According to Stephanie Choo, a partner at fintech-focused Portage Ventures, many startups have achieved growth and surpassed their previous valuations by cutting spending over the last two years. This indicates that strategic cost management has been a key factor in their success.

## Optimistic Outlook for Startups

Samir Kaji, founder of Allocate, shares the optimism that valuations and the fundraising environment have improved for startups in 2024. He believes that the capital markets are slowly recovering and there will be capital available for startups that can achieve real growth and demonstrate strong fundamentals.

However, it’s important to note that the “all-time” high valuations mentioned earlier may be somewhat misleading. Kyle Stanford, lead US venture capital analyst at PitchBook, explains that deal volume is still sluggish. There were fewer companies that raised a new round with a known valuation in the first half of 2024 compared to a typical six-month period.

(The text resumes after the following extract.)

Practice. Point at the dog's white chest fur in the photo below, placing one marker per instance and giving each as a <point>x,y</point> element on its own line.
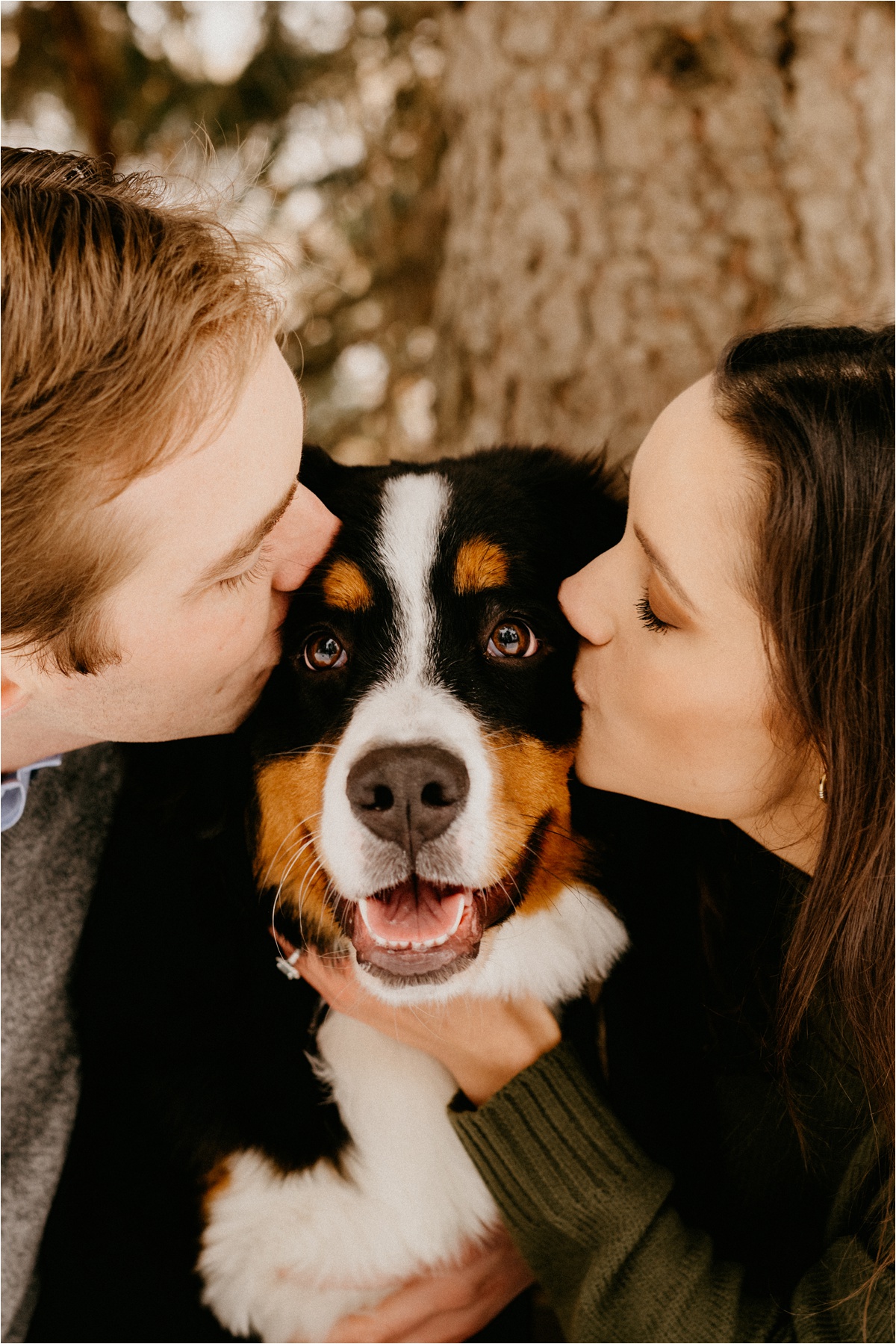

Stanford adds that PitchBook’s valuation data set primarily consists of strong companies that were able to grow into their previous valuations. Startups that couldn’t secure funding at a higher valuation might not be included in this data. Many of these startups took alternative routes such as unpriced rounds through convertible notes or delayed raising capital altogether.

## Valuations Improving for Stronger Companies

While the market remains challenging for struggling startups, there is optimism for stronger companies. Samir Kaji acknowledges that startups are still divided into “haves” and “have-nots,” but he believes that the group of companies capable of raising at higher valuations has grown larger in 2024.

Several factors contribute to the improvement in valuations for stronger companies. There is renewed optimism regarding inflation being under control, and the possibility of the US Federal Reserve cutting interest rates soon. The stock market has also seen significant growth, which influences private investors’ outlook. Furthermore, a substantial portion of companies that raised funding in 2024 are in the AI sector, known for receiving higher valuations compared to other sectors.

In conclusion, while the venture slump posed challenges for startups in recent years, there are positive signs of recovery and growth in the fundraising environment. Strategic cost management and a focus on achieving real growth and strong fundamentals have been key factors for startups that have surpassed their previous valuations. While deal volume remains sluggish, there is optimism for stronger companies, especially those in the AI sector, as market conditions improve.